Because most philosophies that frown on reproduction don't survive.

Friday, August 19, 2022

The Changing of the Wheat

Vincent Van Gogh, Wheat Field with Cornflowers, 1890

"Now you'll have a majority boy household, Mom," said my oldest, surveying the shipwreck of laundry in my room left from the two big daughters sifting their belongings from the family baskets.

And it's true. For the first time in twenty years, we'll have more boys than girls. Three boys, two girls left at home -- I'm practically an empty nester. There are other firsts, too. For the first time in twenty years, I'm not changing diapers. My youngest has finally made the total shift to being a big potty-user, taking himself even, and I am hungrily eying the real estate occupied by the rickety changing table, used when I got it two decades ago. My oldest son, almost 14, ready to move out of a three-boy bedroom, has claimed the attic room his oldest sister had been occupying. Suddenly, no girls are sharing rooms. Each girl has two beds in her room, but the 16yo prefers her privacy, and now the 12yo will not be kept out of her room by her older sister's phone calls or visitors. 

Now I have no drivers in the house, as the 16yo can't get her license until September. Now my babysitting situation is changing, but I also have no babies. Now part of my heart is in Kansas, at Benedictine College, which is not a convenient three hours away like Franciscan in Steubenville.
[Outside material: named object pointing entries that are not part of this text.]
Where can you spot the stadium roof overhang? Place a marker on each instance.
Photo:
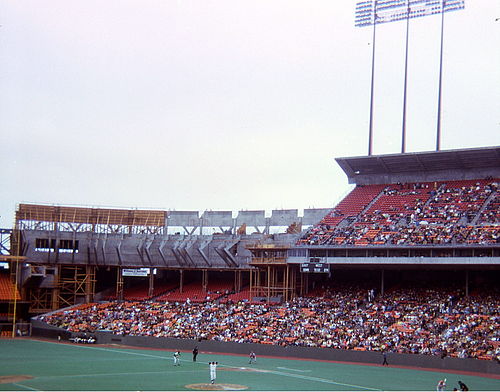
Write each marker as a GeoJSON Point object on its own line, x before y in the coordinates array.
{"type": "Point", "coordinates": [423, 166]}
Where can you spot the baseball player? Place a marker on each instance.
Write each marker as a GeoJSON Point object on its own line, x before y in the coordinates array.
{"type": "Point", "coordinates": [177, 355]}
{"type": "Point", "coordinates": [213, 371]}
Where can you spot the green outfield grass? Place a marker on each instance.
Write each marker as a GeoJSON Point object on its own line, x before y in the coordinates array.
{"type": "Point", "coordinates": [59, 366]}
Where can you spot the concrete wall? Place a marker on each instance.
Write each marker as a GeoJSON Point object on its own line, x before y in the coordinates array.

Now people who meet us will only see five kids, and not even know about the two older ones. 

Unless a grain of wheat falls to the ground and dies, it remains just a grain of wheat; but if it dies, produces much fruit. The grain of wheat dies once, but we die over and over again. Unless, of course, what is dying is the new grain, the fruit of the previous dying. What dies is not the old, but the new, and we go on dying and multiplying until we have brought forth thirty- or sixty- or hundred fold. Or seven-fold -- that's enough for me.